Chefs d’œuvre en péril (1/6)

La guerre de l’Etoile à Bucarest

Champion d’Europe en 1986 en battant le Barça en finale, le Steaua Bucarest est aujourd’hui l’otage d’un conflit entre l’actuel propriétaire, le sulfureux Gigi Becali, et son soutien historique, l’armée roumaine. Le premier possède l’équipe et l’argent, l’autre a le nom, les coupes et gain de cause en justice

Durant la phase de poule de la Ligue des champions, Le Temps rend visite à six anciens vainqueurs de la plus prestigieuse compétition européenne de clubs aujourd'hui tombés dans le rang, pour différentes raisons.

Le soleil de fin de journée enlumine les mornes rues de Giurgiu. Bière à la main, des hommes assis sur des chaises en plastique posées à même le trottoir forment un demi-cercle autour d’une télévision. Un peu plus loin, un jeune garçon pleurniche dans l’allée d’une maison. Petit à petit, les barres d’immeubles décrépits s’effacent, laissant place à un paysage rural. Le stade Marin Anastasovici est planté là, au milieu d’une friche industrielle, derrière des entrepôts. Il est petit (8500 places) mais d’un charme suranné, à l’anglaise, avec ses trois tribunes disjointes et ses toits retenus par des poteaux. A moins d’un kilomètre: le Danube et la frontière bulgare.

Drôle d’endroit pour une rencontre – un barrage aller pour la qualification en Europa League contre le club portugais du Vitoria Guimaraes – que rien, ni drapeau, ni affiche ni aucune espèce d’excitation, n’annonce. Drôle d’endroit, surtout, pour un match à domicile du Steaua Bucarest, ville distante d’une soixantaine de kilomètres.

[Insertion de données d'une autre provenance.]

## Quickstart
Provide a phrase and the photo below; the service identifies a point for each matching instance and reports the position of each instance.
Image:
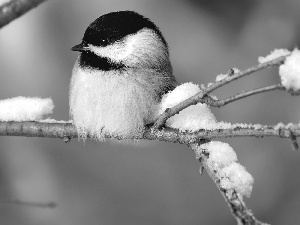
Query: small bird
(122, 71)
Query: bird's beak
(82, 47)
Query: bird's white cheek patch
(117, 52)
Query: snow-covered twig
(231, 76)
(63, 130)
(218, 103)
(16, 8)
(235, 202)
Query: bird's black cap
(114, 26)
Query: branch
(67, 131)
(199, 97)
(218, 103)
(16, 8)
(235, 202)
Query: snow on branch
(63, 129)
(200, 97)
(16, 8)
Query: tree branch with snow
(183, 119)
(13, 9)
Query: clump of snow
(290, 71)
(221, 77)
(220, 154)
(25, 108)
(236, 177)
(222, 162)
(192, 118)
(276, 53)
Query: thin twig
(235, 202)
(199, 97)
(15, 8)
(219, 103)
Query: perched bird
(122, 71)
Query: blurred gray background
(105, 183)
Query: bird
(118, 80)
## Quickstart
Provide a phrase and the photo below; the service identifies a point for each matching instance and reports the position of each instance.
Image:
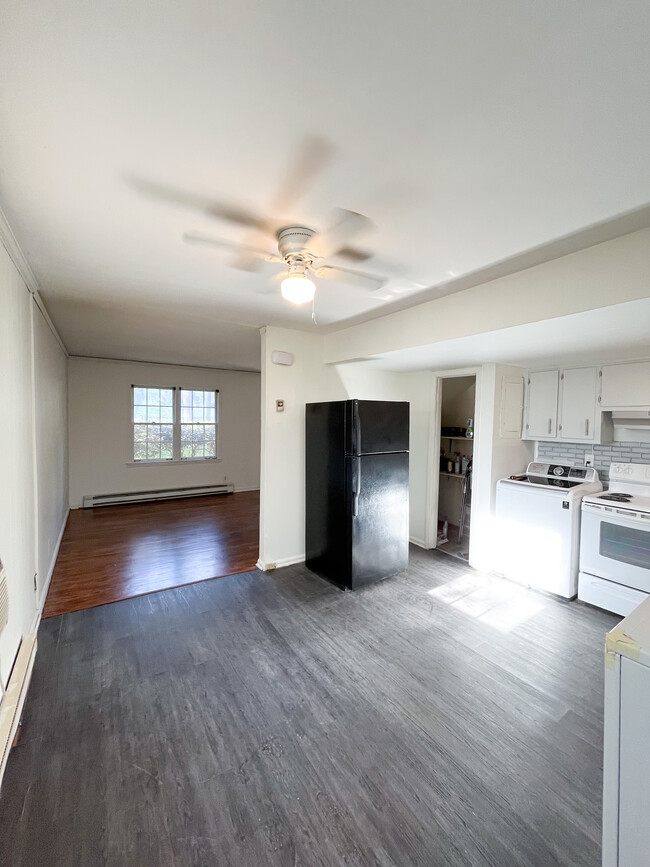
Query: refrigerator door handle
(357, 488)
(357, 428)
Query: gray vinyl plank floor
(441, 717)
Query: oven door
(616, 547)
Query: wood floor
(271, 720)
(118, 552)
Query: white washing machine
(538, 525)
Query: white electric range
(537, 527)
(615, 541)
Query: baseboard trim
(270, 565)
(13, 700)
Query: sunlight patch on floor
(495, 601)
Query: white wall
(609, 273)
(101, 444)
(32, 453)
(282, 519)
(51, 422)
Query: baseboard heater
(13, 700)
(92, 500)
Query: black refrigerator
(357, 491)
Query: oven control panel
(639, 473)
(562, 471)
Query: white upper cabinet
(562, 405)
(625, 386)
(541, 414)
(578, 404)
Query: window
(174, 424)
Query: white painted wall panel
(50, 417)
(17, 500)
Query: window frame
(177, 457)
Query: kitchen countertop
(631, 637)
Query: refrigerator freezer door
(377, 426)
(379, 512)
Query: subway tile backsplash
(574, 454)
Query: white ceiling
(616, 333)
(467, 132)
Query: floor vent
(13, 700)
(93, 500)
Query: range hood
(631, 425)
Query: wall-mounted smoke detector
(285, 358)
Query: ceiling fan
(301, 250)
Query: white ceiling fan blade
(370, 282)
(207, 205)
(313, 155)
(213, 241)
(345, 226)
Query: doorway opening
(455, 469)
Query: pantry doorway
(453, 464)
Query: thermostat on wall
(279, 357)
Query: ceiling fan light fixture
(296, 286)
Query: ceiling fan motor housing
(293, 240)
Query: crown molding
(21, 264)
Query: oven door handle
(617, 518)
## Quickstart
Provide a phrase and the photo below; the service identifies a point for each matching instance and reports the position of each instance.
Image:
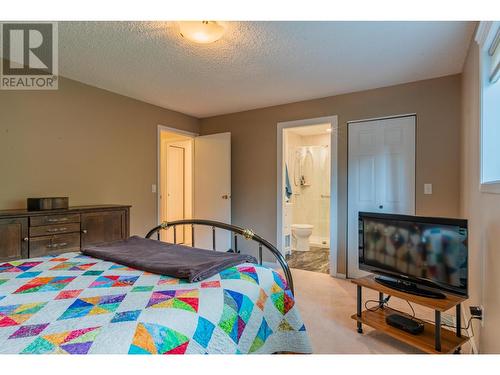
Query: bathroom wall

Mais tout est bizarre dans l’histoire de ce club mythique, entré par effraction dans la légende de la Coupe d’Europe le 7 mai 1986 à Séville. Ce soir-là, le Steaua («étoile» en roumain) – emmené par ses vedettes Marius Lacatus et Laszlo Bölöni – frustre le FC Barcelone en finale de la Coupe des clubs champions. Après 120 minutes d’un score nul et vierge, le gardien Helmuth Duckadam détourne les quatre tentatives catalanes lors de la séance de tirs au but. «Le lendemain, plus de 15 000 personnes nous attendaient à l’aéroport d’Otopeni, se souvient le héros de Séville sur le site web de l’UEFA. Les gens avaient marché de longues heures pour venir nous voir. Et sur le chemin du stade, des dizaines de milliers d’autres nous applaudissaient. L’ambiance était fantastique. Une chose qu’on ne vit qu’une seule fois, ou jamais.»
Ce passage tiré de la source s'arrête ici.